Narren leben oft unter dem Eindruck, altruistisch zu sein, und sind überzeugt, dass sie viel Gutes tun und ethisch handeln. Dass Narren sich jedoch ebenso unethisch verhalten, liegt auf der Hand: Wer Patienten behandelt, hat automatisch die ethische Pflicht, adäquat informiert zu sein; und jemanden mit einer unwirksamen oder gefährlichen Therapie zu behandeln in der Annahme, sie sei evidenzbasiert, ist zweifelsohne eine Verletzung dieser Pflicht.

Wer ist wer?

Die Unterscheidung zwischen dem Narren und dem Betrüger in der Alternativmedizin ist oft nicht so einfach wie es vielleicht scheinen mag; es gibt viele Überschneidungen zwischen den beiden Gruppen.

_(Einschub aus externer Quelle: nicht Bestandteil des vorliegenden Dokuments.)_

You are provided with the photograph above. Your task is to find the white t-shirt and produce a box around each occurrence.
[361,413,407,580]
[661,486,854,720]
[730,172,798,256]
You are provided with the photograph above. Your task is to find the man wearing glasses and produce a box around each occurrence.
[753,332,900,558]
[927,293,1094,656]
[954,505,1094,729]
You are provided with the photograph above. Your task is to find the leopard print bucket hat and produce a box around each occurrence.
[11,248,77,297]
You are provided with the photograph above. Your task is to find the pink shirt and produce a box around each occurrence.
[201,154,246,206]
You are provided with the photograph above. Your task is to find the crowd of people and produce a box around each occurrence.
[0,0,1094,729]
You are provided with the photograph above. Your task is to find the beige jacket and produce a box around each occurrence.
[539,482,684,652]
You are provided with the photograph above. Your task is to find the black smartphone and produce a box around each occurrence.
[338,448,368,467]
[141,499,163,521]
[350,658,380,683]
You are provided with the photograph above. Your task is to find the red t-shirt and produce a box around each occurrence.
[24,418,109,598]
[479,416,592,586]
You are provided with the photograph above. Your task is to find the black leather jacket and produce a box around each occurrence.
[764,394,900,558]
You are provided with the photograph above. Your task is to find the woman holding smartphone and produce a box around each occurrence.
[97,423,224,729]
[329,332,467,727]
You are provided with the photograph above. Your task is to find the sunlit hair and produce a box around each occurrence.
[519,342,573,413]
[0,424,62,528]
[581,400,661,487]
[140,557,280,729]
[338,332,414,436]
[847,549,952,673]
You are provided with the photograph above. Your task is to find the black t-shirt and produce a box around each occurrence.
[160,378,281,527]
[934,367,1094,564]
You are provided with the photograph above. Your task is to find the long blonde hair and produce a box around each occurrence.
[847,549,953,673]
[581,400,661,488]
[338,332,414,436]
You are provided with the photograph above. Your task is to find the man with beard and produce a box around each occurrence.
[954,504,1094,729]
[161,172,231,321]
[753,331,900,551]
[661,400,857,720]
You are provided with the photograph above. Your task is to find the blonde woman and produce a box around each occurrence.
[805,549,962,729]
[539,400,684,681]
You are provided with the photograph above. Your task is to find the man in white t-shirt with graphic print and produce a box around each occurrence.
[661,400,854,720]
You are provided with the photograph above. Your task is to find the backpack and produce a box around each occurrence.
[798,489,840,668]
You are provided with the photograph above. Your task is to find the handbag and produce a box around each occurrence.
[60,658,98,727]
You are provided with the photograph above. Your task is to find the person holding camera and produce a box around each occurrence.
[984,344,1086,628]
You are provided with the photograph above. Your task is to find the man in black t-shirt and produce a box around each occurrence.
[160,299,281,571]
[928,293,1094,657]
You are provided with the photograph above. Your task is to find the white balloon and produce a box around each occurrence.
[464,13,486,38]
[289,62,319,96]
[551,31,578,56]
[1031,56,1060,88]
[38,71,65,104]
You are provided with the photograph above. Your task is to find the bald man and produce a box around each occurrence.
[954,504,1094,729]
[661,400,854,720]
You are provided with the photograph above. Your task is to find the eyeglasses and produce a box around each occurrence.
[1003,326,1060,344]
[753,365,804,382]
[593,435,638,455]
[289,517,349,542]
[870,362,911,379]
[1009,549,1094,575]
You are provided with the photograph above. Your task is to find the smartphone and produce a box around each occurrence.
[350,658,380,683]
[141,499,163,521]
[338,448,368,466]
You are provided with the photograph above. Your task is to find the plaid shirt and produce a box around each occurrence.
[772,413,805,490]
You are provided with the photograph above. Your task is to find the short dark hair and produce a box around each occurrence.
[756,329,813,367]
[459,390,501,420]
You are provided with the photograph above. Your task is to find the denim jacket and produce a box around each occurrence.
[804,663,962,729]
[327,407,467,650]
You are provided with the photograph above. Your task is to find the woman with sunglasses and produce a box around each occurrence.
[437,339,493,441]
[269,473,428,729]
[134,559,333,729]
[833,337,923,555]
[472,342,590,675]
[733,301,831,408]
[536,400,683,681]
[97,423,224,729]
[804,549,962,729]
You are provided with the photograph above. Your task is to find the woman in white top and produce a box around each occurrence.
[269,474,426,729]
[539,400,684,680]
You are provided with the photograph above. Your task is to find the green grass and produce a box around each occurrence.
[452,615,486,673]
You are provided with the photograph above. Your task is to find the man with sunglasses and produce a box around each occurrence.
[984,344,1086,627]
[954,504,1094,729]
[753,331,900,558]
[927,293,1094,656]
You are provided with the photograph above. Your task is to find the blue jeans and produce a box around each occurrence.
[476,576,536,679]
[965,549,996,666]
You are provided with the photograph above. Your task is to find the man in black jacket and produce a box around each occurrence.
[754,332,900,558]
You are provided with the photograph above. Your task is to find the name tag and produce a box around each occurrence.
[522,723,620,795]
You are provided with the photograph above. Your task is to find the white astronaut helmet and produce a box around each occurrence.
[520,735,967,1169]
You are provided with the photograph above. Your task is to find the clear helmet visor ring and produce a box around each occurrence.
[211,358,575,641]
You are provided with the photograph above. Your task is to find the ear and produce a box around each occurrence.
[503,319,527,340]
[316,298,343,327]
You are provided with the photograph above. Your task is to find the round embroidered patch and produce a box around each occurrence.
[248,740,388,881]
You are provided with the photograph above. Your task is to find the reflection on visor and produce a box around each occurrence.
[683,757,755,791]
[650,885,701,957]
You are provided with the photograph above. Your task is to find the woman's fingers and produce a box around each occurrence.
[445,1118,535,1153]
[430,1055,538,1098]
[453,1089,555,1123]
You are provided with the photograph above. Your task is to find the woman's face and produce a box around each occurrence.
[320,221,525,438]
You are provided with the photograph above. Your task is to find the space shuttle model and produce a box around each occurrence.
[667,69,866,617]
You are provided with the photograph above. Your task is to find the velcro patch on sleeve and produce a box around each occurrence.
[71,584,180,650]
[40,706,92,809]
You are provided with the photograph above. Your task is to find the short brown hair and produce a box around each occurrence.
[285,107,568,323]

Ich habe in den letzten Jahrzehnten viele ärztliche und nicht-ärztliche alternative Behandler kennengelernt. Wenn ich nun versuche, sie rückblickend in eine der beiden Kategorien einzuordnen, dann stoße ich auf erhebliche Schwierigkeiten. Viele gehören zu keiner von beiden; und die meisten haben Eigenschaften, die an beide erinnern. Falls ich aber gezwungen wäre, eine binäre Wahl zu treffen, so würde ich wahrscheinlich die meisten von ihnen in das Lager der Narren stecken. Vielleicht habe ich Glück gehabt, aber mit ausgesprochenen Betrügern hatte ich nur selten zu tun.

Und wer ist gefährlicher?

Habe ich gerade gesagt, dass ich "Glück" hatte? Ja, das Glück, dass ich nicht oft mit gerissenen Gaunern konfrontiert war. Aber was das Schadenspotenzial angeht, so bringen die naiven Narren sicher keinen Vorteil – ganz im Gegenteil! Für den Verbraucher sind Betrüger in der Regel leichter zu erkennen als Narren. Und wenn sie einmal als solche erkannt sind, dann sind sie selbst redend weit weniger schädlich. Narren sind oft so felsenfest überzeugt von ihren "Wahrheiten", dass Verbraucher und insbesondere schwer-kranke Patienten leicht auf ihre Unwahrheiten hereinfallen. Und genau diese scheinbare Glaubwürdigkeit macht die Hauptgefahr der vielen Narren in der Alternativmedizin aus: Sie neigen dazu, sich so sicher zu sein, dass sie etwas Gutes zu tun, dass viele Menschen auf sie hereinfallen. Dementsprechend folgen viele Verbraucher, Patienten, Politiker, Journalisten usw. ihrer törichten und oft gefährlichen Quacksalberei.

Fazit

Wir neigen dazu, Betrüger als unmoralisch, unethisch und dementsprechend verachtenswert zu empfinden und halten Narren oft für ehrlicher und sozial akzeptabler. In Anbetracht ihres Potenzials, Schaden anzurichten, sind die Narren jedoch weitaus schlimmer als die Betrüger. Ich komme daher zu dem Schluss, dass wir gegenüber Betrügern wachsam sein müssen, aber gleichzeitig gegenüber Narren misstrauischer werden sollten.